If you have been diagnosed with cancer and are planning chemotherapy, radiotherapy, or surgery that may affect your fertility โ egg freezing or embryo freezing before treatment begins can protect your chance of having a child in the future. This is called oncofertility. At Mother Hospitals, Boduppal, we offer urgent fertility preservation consultations. Time is critical โ call 97059 93366 now.
A cancer diagnosis is overwhelming. Your fertility should not be another casualty. Egg freezing or embryo freezing before chemotherapy or radiotherapy can protect your future. Act now โ Mother Hospitals, Boduppal.
โฐ Time matters โ most fertility preservation must begin within 2โ4 weeks of cancer diagnosis. Call 97059 93366 today for an emergency oncofertility consultation. We will work around your oncologist's timeline.

MBBS, DGO, PG Diploma in ART โ Kiel University, Germany | 20+ Years Experience | TGMC Reg: 50624
Not all cancers, and not all treatments, affect fertility equally. Whether and how your fertility is affected depends on the type of cancer, the treatment planned, the doses used, and your age. Understanding the risk helps you make an informed decision quickly.
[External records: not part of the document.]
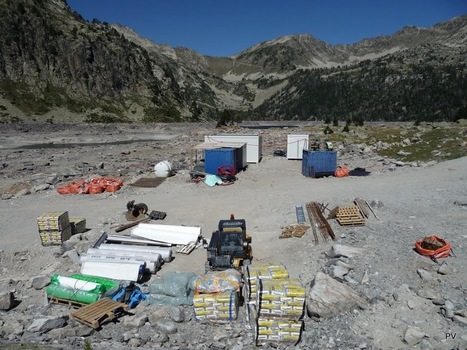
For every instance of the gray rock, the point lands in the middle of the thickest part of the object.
(460, 319)
(338, 272)
(166, 326)
(446, 312)
(328, 297)
(424, 275)
(350, 280)
(365, 278)
(428, 294)
(413, 335)
(43, 325)
(461, 312)
(448, 304)
(135, 343)
(446, 269)
(40, 282)
(177, 314)
(438, 301)
(23, 192)
(7, 300)
(72, 255)
(42, 187)
(425, 345)
(339, 250)
(135, 321)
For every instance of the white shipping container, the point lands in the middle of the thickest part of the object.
(253, 144)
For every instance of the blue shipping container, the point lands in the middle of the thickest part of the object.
(319, 163)
(215, 158)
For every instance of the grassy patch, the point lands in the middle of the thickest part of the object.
(426, 143)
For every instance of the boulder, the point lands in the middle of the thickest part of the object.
(7, 300)
(43, 325)
(328, 297)
(339, 250)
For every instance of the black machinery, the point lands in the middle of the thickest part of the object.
(229, 246)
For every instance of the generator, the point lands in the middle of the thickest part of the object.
(229, 246)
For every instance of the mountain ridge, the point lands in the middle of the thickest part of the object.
(52, 59)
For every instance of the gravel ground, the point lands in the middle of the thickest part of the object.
(408, 202)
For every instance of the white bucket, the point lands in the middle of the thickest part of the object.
(163, 169)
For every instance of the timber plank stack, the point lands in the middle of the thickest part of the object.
(276, 305)
(348, 216)
(54, 228)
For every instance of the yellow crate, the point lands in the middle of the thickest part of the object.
(53, 221)
(49, 238)
(78, 225)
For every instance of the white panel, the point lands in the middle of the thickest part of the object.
(165, 253)
(134, 240)
(253, 144)
(295, 146)
(177, 235)
(77, 284)
(118, 271)
(148, 257)
(152, 266)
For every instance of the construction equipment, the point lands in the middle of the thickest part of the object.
(153, 215)
(229, 246)
(135, 210)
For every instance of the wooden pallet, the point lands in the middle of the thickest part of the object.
(93, 315)
(188, 248)
(73, 303)
(347, 216)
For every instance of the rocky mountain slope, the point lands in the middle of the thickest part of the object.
(406, 300)
(55, 66)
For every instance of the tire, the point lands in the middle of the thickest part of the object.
(207, 267)
(141, 208)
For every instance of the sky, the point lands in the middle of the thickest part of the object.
(225, 28)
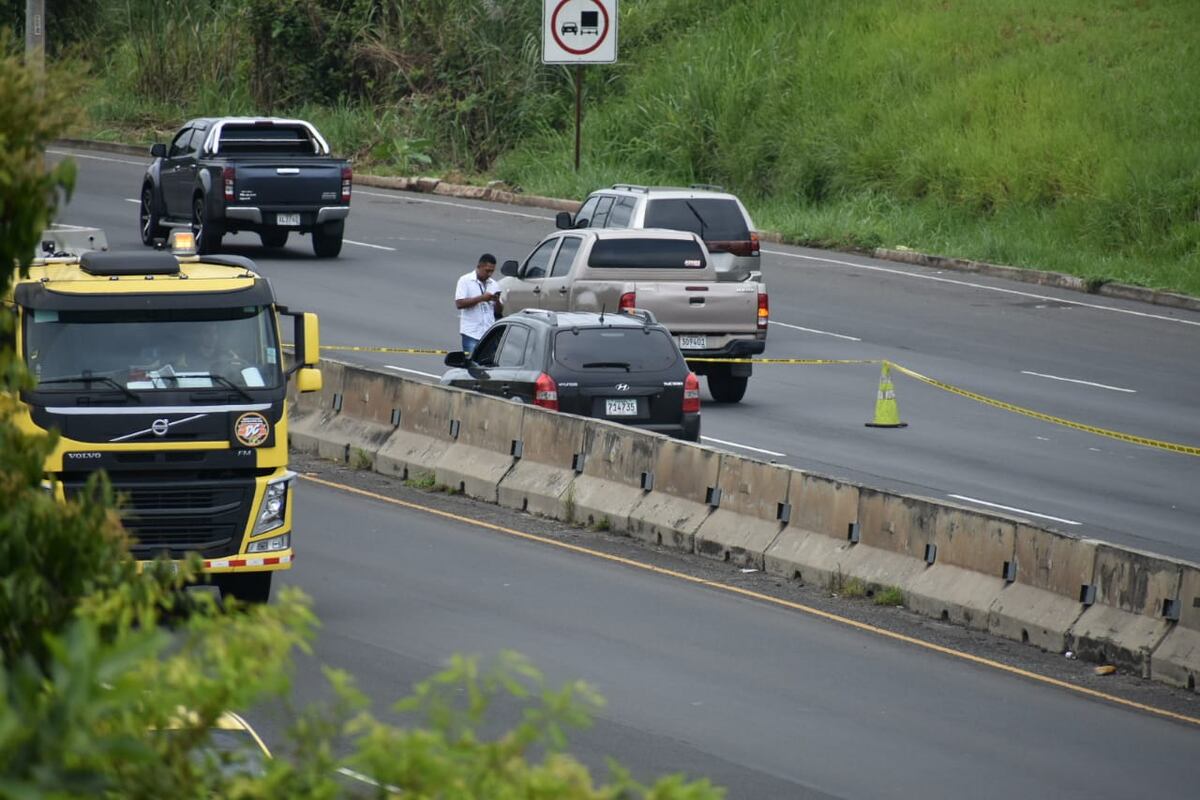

Many chemotherapy drugs โ particularly alkylating agents such as cyclophosphamide, busulfan, and chlorambucil โ are directly toxic to eggs (follicles) in the ovaries. They can cause premature ovarian insufficiency (POI), a condition in which the ovaries stop producing eggs years or even decades earlier than expected. The degree of damage depends on the drug type, dose, and the woman's age. Younger women have a larger ovarian reserve and may recover some function, but permanent loss of fertility is a real risk with many regimens including CHOP (lymphoma), BEP (germ cell tumours), and high-dose cyclophosphamide. Published data show that alkylating agents carry a high gonadotoxicity risk, and AMH levels can drop to undetectable within a few cycles of treatment.
Radiation damages the ovaries in a dose-dependent manner. The ovary is exquisitely sensitive to radiation โ as little as 2 Gy can destroy 50% of the primordial follicle pool, and doses above 8 Gy typically cause permanent ovarian failure. Whole abdominal radiation, pelvic radiation for cervical or rectal cancer, and spinal radiation can all affect ovarian function significantly. Radiation to the uterus can also impair the uterine lining's ability to sustain a pregnancy, causing scarring and reduced blood flow even if eggs are successfully frozen and fertilised later.
Surgical removal of one or both ovaries (oophorectomy) for ovarian cancer, or bilateral salpingo-oophorectomy for gynaecological cancers, directly reduces or eliminates ovarian reserve. Hysterectomy (removal of the uterus) makes pregnancy impossible without a gestational carrier arrangement. Pelvic surgeries can also cause adhesions and damage to fallopian tubes. Even surgery that preserves the ovaries may reduce blood supply to ovarian tissue, affecting reserve. Fertility preservation โ ideally before surgery โ allows eggs or embryos to be stored before any surgical damage occurs.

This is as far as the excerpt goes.